All I'm saying is that in years of running these supposedly "unsafe" environments, I have never had an issue.
Never had an issue that you know about. If not running any antivirus/security anything... how would you know? Or this is just a statement that the security software has never informed you there was a problem.
OSX ain't infallible either. Are you saying that Apple releasing updates and patches from time to time also means that OSX is unsafe?
Never said it was. What I'm challenging is the notion that your safe because you haven't had any balant visible indicators. In the window before you got your windows patch/update you WERE vulernable. You may have happened to get lucky before. Hey, Bernie Madoff got lucky for long time... that didn't mean he wasn't running a ponzi scheme.
This is more so layers of security and containing the breach if you happen to get one in a single layer. Also of software that turns security/permissions that are normally "on" to "off".
Patches or no, I am saying that Windows is, in my experience, not the plague that many holier-than-though fanboys on here make it out to be.
Kind of wonder how these gangs have zombie PC networks with many, many thousands of computers on them if Windows is so inherently secure.
The problem with windows is that it is under constant attack.
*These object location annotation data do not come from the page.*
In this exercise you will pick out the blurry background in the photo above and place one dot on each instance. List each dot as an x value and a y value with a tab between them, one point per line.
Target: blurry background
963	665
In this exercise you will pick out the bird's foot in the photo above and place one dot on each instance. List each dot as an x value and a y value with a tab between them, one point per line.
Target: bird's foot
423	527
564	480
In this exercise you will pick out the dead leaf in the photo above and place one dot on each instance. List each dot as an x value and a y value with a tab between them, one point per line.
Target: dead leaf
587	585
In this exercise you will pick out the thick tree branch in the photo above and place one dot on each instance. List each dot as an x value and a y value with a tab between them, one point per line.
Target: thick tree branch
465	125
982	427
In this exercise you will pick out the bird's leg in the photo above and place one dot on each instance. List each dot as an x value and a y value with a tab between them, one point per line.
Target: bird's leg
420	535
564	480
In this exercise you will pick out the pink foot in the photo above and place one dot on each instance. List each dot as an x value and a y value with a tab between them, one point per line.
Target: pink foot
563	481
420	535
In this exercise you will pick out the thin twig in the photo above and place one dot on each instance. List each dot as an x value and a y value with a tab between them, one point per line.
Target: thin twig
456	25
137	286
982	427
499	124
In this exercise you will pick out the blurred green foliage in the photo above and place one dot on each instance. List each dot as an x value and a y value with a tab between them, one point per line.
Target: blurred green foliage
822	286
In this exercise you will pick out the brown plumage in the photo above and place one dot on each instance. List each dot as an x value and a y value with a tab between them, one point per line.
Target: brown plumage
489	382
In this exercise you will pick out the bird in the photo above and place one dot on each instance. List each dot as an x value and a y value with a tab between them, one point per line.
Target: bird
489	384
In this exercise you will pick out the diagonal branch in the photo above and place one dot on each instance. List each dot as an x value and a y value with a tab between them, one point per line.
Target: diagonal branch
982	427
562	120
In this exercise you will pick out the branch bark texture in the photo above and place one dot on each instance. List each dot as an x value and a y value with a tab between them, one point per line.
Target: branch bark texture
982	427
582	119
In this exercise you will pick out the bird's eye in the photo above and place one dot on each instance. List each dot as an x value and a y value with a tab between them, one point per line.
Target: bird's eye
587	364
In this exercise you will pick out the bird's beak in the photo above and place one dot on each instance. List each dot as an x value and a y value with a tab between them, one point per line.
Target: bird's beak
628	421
Can't find the article now but if doing a clean from disk install of windows on many common access ISPs you'll be probe scanned several times before can get the all the recent patches downloaded from Microsoft. [ Ok can put yourself behind a firewall with a home router... but non the less. ] The other problem with windows is that they had RPC bugs (i.e., remote invocation vectors. )
However, yes if have a NTFS mount/read software on the Mac OS X side, again is not a good idea to give access to the Win32 or config/private files of the users on the windows side from the mac side unless "need" access. ( if the disk mounting software blows aways permissions/ACLs then you are disabling security, which generally is bad. )
Please, give me the option of full read/write.
As said in another response somewhat dubious that "write" really works well ( just as safe as when the Mac OS X native HFS+ is acccessing the bits). Personally I rather have software that wrotes correctly than has more features that doesn't work right when in critical situations. Implementing a FS that isn't destructive over crashes and/or disk glitches is not easy.
And read/write should come with the security model that the underlying file system is susppose to be providing also. If have that to leverage can limit damage and have read/write.
However, in some cases this stuff is a hack that gives the rough approximation that are promptly accessing and writing to the files. It will work as long as don't breathe on it too hard.